Saat membersihkan pecahan kaca di ruang keluarga tadi, dirinya bisa menebak jika kemarin terjadi perdebatan antara majikannya. Dia hanya bisa berdoa semoga keluarga ini bisa kembali seperti sedia kala.
"Amara mau berangkat dulu ya, Mbak. Mbak Nina nanti kalau udah mau pulang jangan lupa pintunya dikunci ya biar nggak ada maling masuk. Assalamualaikum," pamit Amara sambil memaksakan senyumnya.
Amara tadi sudah memesan ojek online untuk mengantarkan dirinya ke sekolah. Amara memang selalu seperti ini. Kadang dia membonceng Malven yang tinggal tidak jauh dari rumahnya. Namun sepertinya orang itu sedang sibuk dan Amara tidak ingin merepotkan orang lain.
Ojek online pesanannya sudah menunggu di depan gerbang. Amara tersenyum kemudian segera naik. Sesekali Amara melirik jam tangannya yang kini sudah menunjukkan pukul 07.05. Bisa dipastikan jika nanti dia akan mendapatkan hukuman.
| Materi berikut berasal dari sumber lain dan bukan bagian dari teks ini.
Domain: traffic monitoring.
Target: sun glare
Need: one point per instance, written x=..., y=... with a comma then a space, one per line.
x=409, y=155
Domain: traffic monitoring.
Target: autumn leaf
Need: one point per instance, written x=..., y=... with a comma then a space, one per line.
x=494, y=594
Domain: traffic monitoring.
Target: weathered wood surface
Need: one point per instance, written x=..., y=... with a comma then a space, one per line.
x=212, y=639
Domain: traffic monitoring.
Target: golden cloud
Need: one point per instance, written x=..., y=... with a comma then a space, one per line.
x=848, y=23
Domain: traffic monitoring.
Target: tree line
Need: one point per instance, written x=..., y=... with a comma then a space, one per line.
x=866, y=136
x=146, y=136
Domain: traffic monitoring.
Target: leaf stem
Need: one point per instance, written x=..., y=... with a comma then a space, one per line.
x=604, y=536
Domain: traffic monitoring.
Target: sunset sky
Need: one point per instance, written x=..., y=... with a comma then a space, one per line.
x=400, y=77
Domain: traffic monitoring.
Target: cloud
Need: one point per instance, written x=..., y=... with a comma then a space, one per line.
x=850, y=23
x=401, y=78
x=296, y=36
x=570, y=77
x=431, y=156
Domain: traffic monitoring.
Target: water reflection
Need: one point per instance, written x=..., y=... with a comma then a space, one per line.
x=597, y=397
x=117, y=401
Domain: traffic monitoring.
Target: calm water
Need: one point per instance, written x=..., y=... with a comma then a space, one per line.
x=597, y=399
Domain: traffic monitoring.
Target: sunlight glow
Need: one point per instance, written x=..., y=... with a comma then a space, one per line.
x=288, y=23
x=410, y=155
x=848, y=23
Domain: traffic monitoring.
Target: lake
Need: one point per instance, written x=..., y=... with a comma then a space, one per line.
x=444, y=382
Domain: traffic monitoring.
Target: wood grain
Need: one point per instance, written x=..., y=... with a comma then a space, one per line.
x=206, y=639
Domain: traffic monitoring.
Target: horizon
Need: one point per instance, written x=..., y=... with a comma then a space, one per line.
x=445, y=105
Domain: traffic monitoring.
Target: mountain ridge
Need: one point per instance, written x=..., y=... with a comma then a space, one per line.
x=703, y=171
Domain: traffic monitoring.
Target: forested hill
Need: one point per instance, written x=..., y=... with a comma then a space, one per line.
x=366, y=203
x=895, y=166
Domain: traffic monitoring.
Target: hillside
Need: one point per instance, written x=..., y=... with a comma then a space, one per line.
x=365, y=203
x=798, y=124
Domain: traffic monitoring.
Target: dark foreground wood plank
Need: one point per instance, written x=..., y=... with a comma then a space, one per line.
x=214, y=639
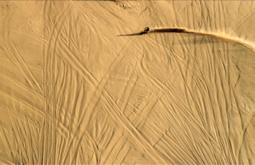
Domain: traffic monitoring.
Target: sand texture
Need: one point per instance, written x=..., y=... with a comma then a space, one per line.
x=148, y=82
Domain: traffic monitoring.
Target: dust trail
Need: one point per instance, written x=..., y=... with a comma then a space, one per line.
x=215, y=34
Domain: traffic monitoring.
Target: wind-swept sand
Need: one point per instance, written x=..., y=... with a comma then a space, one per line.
x=127, y=82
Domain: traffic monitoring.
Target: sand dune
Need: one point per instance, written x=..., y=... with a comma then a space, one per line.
x=127, y=82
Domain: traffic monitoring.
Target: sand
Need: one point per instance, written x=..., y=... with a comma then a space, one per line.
x=77, y=88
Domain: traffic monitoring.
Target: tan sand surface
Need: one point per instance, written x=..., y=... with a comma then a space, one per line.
x=127, y=82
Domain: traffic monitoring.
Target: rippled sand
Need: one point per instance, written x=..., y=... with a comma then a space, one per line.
x=77, y=88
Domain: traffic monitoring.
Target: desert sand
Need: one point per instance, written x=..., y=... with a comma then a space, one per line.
x=127, y=82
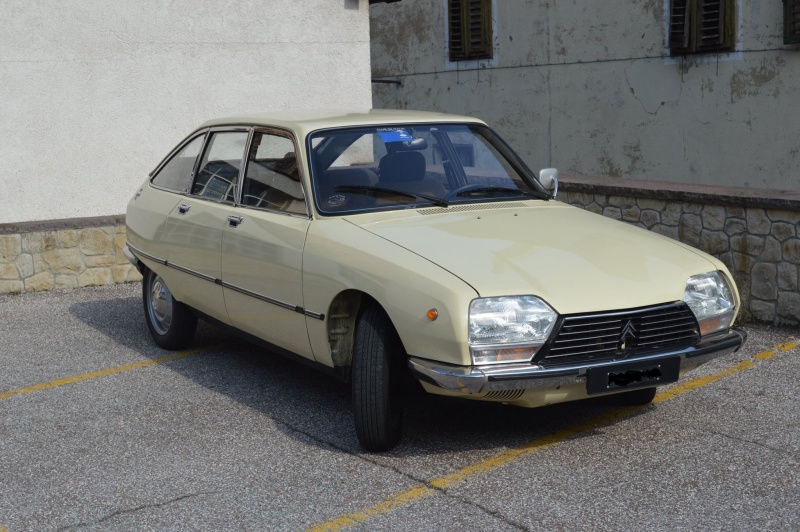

"Makasih Pak," ucap Amara sambil turun dari motor. Tidak lupa dia membayar ongkos dan melepaskan helmnya.
Amara menghela napasnya kemudian berjalan dengan sangat lesu. Dia ikut bergabung dengan rombongan anak-anak yang telat seperti dirinya.
"Jam segini baru berangkat, Ra?" sindir Bu Mia si guru bk yang kebetulan hari ini menjadi guru piket.
"Apalagi sekarang alasannya?" tanya Bu Mia dengan malas. Amara memang sudah sangat kerap kali telat seperti ini. Bahkan jika dirinya tidak telat saja, para guru akan sangat keheranan.
"Kesiangan, Bu," jawab Amara malas.
"Itu terus jawabannya kalau telat. Nggak ada alasan lain apa? Katanya mau jadi pacar Aksara, tapi kok kelakuannya berbanding terbalik sama dia," sindir Bu Mia lagi. Memang bukan rahasia lagi jika para guru bahkan tukang kebun sekolah saja tau kalau Amara menyukai seorang Aksara Aradhana.
KAMU SEDANG MEMBACA
AKSARA
Teen Fiction[FOLLOW DULU SEBELUM MEMBACA] "Mencintai seseorang yang tidak mencintai kita itu menyakitkan." Aksara Aradhana, lelaki penuh pesona dengan wajah tampan dan senyuman menawan. Bukan seorang berandal sekolah, dia hanya murid yang dianugerahi otak encer...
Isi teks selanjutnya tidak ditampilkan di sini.